Travelling by car in Peru will allow you to explore the country at your own pace and discover the road less travelled at your own leisure! Most of the roads are unpaved, so you will have to watch your speed. It might also be a good idea to travel around with a reserve of gas; gas stations are rare in some of these unchartered territories. Buying gas at night can prove to be an adventure - even in some of the more densely populated places, the stations tend to shut down pretty early and you'll find the pumps locked. If you're in luck, the owner will be sleeping inside and you can wake him up and replenish your tank.

Traffic checkpoints are scattered rather haphazardly. Often, police may turn out to be unscrupulous and extract bribes for offering you passage. The best thing to do would be find a native travelling companion who can speak up on your behalf should the need arise.

By Taxi

Interestingly, the term 'taxi' does not always refer to a car - even motor rickshaws, motor bikes and bicycles are available on hire. The taxi could also be formal or informal - the former are painted and distinctly marked as taxis, while the latter are simply vehicles with a sticker saying 'taxi'. If you're not a fluent speaker of Spanish, it's best to avoid these informal ones.

Remember that fixed and metered rates are not too common around here.
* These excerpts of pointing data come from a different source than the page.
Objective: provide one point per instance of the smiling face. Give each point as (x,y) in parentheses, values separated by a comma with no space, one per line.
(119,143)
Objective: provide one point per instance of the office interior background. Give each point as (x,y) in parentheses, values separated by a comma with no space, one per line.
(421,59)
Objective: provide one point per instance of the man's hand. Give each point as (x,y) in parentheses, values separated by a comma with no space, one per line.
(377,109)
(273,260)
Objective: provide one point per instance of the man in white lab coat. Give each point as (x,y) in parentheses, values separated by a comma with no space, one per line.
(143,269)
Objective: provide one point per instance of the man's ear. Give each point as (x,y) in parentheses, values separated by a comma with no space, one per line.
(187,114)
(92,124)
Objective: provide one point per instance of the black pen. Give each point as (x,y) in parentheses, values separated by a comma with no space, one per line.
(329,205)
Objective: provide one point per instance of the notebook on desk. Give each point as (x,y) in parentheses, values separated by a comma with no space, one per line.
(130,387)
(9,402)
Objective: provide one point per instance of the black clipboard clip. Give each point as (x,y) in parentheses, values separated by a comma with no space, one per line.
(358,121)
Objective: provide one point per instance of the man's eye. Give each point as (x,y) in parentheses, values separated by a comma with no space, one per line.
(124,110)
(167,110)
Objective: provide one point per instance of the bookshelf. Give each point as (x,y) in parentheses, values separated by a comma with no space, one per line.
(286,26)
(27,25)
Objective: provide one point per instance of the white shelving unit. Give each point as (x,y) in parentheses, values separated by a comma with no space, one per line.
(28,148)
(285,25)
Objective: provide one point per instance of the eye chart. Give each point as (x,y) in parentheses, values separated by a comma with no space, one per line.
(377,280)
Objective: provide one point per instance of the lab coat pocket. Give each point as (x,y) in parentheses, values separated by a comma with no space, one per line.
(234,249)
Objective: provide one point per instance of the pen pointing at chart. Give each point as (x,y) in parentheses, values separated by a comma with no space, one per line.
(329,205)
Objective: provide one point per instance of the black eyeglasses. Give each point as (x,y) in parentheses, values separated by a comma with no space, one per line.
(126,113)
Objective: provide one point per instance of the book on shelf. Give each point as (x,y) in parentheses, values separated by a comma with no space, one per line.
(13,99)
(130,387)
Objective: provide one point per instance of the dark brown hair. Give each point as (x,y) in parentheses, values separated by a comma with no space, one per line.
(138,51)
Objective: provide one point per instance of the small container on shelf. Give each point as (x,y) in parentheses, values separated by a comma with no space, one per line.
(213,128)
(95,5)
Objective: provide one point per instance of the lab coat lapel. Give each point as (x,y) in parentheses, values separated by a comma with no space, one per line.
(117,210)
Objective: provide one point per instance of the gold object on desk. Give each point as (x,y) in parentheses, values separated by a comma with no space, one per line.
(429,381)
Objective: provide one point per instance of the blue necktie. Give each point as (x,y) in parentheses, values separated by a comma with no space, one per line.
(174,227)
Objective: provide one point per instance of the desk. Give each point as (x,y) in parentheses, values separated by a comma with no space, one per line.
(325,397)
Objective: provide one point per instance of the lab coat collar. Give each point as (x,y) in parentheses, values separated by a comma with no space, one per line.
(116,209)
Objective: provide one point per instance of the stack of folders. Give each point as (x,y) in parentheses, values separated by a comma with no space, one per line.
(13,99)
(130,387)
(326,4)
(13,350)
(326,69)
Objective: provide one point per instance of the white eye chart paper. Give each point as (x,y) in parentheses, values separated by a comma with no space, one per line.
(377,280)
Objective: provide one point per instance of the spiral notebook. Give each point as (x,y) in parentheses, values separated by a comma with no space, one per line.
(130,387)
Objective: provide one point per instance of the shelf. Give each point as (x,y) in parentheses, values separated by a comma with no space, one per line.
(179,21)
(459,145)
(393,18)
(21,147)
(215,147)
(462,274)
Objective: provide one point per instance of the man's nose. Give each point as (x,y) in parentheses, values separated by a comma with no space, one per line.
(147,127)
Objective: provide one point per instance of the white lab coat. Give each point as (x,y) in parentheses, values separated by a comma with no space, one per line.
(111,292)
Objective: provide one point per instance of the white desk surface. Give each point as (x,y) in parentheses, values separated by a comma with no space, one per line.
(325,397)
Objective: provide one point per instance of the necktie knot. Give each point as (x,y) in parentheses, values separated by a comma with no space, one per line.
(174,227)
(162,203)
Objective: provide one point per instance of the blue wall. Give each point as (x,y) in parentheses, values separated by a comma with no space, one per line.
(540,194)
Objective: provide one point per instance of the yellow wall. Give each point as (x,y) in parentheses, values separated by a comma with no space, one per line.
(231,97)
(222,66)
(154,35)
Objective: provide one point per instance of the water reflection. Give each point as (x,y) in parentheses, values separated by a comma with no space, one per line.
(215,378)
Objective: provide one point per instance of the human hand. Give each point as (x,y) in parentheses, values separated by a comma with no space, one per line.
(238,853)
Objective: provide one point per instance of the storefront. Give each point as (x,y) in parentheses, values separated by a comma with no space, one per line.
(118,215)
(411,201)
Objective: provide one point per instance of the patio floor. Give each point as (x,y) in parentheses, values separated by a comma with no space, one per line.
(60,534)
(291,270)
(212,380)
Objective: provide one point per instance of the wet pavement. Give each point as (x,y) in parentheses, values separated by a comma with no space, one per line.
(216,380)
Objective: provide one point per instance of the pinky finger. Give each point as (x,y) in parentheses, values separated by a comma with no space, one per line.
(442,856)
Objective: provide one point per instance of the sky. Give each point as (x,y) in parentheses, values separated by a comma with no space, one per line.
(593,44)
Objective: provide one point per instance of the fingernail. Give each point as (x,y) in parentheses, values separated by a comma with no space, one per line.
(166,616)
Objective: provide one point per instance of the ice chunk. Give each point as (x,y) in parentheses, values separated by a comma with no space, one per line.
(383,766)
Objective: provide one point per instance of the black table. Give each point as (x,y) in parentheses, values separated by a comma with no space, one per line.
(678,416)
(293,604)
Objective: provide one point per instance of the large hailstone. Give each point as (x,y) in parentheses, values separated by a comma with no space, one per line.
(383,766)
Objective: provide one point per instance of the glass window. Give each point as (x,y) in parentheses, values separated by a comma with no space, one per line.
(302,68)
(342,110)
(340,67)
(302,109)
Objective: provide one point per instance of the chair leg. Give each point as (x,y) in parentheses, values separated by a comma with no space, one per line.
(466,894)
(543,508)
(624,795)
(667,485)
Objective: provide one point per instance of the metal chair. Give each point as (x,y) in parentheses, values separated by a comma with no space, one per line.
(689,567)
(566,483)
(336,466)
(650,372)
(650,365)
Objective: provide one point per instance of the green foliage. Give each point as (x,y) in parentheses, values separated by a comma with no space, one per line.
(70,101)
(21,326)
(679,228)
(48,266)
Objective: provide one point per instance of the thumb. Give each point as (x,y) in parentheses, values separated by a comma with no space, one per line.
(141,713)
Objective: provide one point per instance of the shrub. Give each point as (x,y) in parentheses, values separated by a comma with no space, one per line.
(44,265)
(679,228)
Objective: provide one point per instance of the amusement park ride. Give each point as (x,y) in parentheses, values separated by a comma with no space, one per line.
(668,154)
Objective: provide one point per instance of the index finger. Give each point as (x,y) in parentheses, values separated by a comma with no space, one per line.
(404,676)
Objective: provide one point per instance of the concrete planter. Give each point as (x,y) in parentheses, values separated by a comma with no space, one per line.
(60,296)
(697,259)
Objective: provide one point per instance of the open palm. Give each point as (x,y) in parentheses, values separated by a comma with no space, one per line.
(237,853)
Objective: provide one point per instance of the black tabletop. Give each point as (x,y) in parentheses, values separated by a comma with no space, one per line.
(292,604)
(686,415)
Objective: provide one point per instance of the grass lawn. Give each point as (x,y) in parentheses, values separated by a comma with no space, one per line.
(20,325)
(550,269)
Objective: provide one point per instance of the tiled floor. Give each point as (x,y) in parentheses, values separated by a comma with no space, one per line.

Except for the more expensive radio taxis, the common practice is to negotiate the fare with the driver before you step into the vehicle. Tipping is not expected. If you aren't sure about how much you need to pay, try finding out from the hostel or hotel in Peru where you're staying about the usual rates that are charged to get to your destination. In Lima, hiring a taxi would be rather expensive, especially when compared to the other cities; you may have to pay about 7 to 8 soles (approximately US$ 2.00 - 2.40).

Micros

'Micros', as the microbuses in Peru are commonly called, are usually coaster buses or minivans. They are also called 'combis' or 'custers'. They usually take a fixed route and do not really have bus stops. Or rather, in spite of the fact that there are certain designated bus stops, the drivers don't really stop at these spots unless you specifically request them. To find out where the bus is headed, check out the windscreen or the side of the bus - the route is usually displayed on boards or painted on the side.

To get into a micro, simply hail it down. If you're lucky and the bus is not crowded, you will be picked up. The fee is collected during the course of your journey. Be prepared - these modes of transport will not necessarily be luxurious joyrides. More often than not, these buses are crowded and dirty and are best taken only during off-peak hours or in small towns.

When you want to get off the bus, the magic words to use are 'Esquina baja!' (s-KEE-nah BAH-ha) or 'Bajo!' (BAH-ho). Make sure you say it loudly and you'll be dropped off at the nearest possible spot.